Two weeks ago, the UK’s Foreign Office cautioned its citizens against
traveling to Zimbabwe unless for pressing commitments “due to the continuing
tension surrounding the election and the deployment of uniformed forces and
war veterans across the country.
“The current situation is unpredictable, volatile and could deteriorate
quickly, without warning,” the office said.
International pressure group, Human Rights Watch, told of the escalating
violence meted out against MDC supporters by ZANU-PF, which for the first
time since independence lost its parliamentary majority.
The human rights watchdog said ZANU-PF had set up torture camps to
“systematically target, beat up and torture people suspected of voting for
the MDC”.
No comment could be obtained from the Zimbabwe Tourism Authority (ZTA), but
chief executive officer, Karikoga Kaseke confirmed the cancellations in a
recent interview, saying the developments were of “real concern”.

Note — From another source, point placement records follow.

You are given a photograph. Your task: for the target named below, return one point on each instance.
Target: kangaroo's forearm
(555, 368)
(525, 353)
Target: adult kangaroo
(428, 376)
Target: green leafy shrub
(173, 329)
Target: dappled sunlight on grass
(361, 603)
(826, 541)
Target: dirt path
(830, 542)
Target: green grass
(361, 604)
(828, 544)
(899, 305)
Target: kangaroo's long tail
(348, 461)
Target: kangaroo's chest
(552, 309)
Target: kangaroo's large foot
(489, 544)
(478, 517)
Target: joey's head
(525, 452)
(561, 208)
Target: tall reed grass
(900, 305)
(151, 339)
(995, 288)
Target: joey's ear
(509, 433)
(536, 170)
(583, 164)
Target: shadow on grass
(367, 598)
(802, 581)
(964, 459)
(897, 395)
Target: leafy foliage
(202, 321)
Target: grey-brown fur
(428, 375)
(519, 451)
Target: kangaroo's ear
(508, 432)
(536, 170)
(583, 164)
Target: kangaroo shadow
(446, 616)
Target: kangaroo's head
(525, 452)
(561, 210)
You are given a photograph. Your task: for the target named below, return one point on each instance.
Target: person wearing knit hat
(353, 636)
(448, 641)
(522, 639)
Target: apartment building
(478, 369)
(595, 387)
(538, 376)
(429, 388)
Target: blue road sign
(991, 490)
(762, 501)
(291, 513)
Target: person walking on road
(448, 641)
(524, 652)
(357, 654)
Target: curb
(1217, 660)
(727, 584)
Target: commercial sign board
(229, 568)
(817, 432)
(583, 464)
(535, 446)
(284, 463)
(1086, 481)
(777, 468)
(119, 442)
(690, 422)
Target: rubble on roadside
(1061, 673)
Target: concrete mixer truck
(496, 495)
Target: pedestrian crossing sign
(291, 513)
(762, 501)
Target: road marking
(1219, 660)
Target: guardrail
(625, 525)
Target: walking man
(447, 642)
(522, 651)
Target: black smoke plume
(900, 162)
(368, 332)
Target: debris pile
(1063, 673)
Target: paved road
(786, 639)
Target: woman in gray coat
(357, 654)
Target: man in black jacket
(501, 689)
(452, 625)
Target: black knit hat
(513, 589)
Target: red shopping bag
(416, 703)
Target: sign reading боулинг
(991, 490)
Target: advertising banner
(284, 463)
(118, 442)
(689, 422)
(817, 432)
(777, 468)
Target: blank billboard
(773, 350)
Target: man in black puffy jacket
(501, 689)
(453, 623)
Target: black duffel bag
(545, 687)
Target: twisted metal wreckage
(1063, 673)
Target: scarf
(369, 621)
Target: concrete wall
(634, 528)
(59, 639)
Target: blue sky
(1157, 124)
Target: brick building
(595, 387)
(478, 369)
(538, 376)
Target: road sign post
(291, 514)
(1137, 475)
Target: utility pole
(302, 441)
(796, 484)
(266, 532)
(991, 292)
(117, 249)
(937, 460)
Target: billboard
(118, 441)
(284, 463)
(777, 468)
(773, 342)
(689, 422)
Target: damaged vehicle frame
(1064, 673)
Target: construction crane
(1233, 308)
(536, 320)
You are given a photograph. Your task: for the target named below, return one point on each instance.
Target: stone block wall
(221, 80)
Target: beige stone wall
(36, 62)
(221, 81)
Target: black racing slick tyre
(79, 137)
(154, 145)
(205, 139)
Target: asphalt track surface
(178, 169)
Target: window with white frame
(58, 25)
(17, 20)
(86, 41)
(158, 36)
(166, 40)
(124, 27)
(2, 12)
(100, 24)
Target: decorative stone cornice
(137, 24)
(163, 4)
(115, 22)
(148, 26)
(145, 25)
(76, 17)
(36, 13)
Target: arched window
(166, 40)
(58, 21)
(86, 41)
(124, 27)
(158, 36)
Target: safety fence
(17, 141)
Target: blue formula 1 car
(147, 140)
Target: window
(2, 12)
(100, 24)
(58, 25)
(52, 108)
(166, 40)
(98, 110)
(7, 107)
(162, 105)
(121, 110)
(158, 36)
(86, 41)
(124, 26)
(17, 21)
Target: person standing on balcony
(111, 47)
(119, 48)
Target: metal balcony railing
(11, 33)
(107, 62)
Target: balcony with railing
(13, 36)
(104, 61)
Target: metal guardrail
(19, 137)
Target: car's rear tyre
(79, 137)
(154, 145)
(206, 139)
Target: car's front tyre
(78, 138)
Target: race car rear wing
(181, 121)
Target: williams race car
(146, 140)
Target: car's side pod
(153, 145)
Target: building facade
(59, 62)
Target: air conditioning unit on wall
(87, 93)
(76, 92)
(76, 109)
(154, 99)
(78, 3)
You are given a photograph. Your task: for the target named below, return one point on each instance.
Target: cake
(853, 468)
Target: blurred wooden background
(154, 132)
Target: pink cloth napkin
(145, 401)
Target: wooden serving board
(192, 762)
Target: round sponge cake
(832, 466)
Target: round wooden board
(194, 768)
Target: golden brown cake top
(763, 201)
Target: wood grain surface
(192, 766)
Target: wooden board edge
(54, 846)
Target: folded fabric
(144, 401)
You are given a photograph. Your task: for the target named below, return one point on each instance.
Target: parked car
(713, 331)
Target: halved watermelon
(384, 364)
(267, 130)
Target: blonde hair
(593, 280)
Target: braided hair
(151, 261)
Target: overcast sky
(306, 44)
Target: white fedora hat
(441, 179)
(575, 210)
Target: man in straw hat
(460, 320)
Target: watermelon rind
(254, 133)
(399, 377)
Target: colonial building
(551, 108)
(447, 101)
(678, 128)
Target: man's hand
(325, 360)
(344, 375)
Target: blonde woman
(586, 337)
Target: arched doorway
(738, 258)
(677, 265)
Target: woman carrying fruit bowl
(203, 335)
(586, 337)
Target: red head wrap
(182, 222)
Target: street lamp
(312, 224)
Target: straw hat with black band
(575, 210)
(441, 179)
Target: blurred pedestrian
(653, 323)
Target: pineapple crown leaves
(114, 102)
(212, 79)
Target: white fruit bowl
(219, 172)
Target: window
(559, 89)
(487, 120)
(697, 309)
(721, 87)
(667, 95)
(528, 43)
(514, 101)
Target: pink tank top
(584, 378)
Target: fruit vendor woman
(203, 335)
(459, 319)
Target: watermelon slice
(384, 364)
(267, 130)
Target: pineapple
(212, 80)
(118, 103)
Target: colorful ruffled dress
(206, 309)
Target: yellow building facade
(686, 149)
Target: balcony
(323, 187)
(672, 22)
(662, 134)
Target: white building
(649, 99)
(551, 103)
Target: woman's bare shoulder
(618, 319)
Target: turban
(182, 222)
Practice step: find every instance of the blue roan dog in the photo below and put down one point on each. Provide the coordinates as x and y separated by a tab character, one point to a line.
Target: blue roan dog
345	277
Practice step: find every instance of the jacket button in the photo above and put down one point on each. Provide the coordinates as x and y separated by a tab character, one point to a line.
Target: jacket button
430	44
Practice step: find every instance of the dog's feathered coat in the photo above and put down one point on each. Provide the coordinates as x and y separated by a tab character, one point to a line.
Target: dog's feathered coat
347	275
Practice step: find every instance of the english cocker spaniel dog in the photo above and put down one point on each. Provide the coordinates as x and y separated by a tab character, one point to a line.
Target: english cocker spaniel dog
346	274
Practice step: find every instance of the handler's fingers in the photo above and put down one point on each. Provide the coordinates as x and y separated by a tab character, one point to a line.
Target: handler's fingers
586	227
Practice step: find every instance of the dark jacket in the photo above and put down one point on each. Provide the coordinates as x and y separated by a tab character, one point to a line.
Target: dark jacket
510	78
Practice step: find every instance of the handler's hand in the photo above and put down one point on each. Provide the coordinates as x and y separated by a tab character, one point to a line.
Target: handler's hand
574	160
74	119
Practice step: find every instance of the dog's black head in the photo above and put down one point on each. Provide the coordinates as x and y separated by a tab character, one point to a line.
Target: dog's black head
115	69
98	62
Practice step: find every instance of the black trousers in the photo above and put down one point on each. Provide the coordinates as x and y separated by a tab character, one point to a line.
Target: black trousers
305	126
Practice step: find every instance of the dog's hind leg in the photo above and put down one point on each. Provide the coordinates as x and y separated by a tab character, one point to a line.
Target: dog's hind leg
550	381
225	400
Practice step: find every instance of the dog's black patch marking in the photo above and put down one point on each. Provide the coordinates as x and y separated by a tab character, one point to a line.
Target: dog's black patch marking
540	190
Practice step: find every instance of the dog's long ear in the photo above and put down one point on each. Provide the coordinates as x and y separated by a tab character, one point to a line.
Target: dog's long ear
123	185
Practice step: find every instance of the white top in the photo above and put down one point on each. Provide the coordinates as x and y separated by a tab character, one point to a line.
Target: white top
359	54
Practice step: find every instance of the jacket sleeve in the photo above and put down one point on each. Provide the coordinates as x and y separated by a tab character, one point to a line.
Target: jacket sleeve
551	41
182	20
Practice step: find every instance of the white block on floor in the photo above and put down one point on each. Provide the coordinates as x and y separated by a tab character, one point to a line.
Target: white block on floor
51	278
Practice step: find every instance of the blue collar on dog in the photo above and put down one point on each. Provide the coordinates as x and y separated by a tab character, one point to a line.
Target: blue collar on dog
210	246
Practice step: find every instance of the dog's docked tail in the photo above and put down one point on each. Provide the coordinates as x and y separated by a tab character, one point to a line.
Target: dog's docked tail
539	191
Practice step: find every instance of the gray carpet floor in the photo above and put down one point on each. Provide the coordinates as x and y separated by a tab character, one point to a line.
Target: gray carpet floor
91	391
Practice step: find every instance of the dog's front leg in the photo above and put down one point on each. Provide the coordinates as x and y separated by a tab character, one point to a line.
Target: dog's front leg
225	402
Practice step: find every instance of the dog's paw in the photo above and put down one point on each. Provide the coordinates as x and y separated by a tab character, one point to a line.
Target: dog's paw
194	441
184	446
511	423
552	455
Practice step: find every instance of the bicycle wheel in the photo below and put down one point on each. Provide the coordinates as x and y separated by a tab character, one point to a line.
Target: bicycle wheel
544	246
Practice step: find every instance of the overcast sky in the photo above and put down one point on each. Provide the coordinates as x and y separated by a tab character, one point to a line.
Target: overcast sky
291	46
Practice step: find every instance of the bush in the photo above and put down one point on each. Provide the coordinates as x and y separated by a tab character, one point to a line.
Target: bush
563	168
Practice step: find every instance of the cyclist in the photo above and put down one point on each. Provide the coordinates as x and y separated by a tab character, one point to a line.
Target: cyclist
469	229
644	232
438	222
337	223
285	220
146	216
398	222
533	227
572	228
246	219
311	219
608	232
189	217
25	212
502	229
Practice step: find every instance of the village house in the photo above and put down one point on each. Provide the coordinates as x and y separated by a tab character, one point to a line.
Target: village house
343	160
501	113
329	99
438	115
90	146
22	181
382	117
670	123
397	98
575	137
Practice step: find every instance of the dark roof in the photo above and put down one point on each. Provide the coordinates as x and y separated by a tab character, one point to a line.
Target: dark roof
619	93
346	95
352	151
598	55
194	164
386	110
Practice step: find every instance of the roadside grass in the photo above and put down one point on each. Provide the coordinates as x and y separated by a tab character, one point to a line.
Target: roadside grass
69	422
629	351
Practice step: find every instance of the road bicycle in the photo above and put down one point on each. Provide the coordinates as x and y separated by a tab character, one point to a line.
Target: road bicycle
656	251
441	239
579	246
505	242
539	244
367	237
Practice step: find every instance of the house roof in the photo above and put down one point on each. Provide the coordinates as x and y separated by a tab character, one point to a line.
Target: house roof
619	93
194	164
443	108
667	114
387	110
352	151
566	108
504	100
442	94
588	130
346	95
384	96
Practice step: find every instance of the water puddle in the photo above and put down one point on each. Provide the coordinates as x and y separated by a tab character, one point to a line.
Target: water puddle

“It must be noted that the perception management programme was initiated as
a deliberate move to reverse the adverse effects of the same negative
publicity, but the negative impact caused by the current onslaught (in the
western media) is of real concern to us,” he said.
ZTA statistics indicate that although tourists from the west had remained
subdued, inflows had increased by about 20 percent to 2,7 million in 2007
from 2,2 million in 2006.
This number is among the highest in the region and was expected to increase
by not less than 30 percent in 2008.
But with the violence continuing, the figures could decline.
The cancellations come at a time when the hospitality industry is preparing
to reap the benefits accruing from the 2010 FIFA World Cup to be hosted in
South Africa in 2010.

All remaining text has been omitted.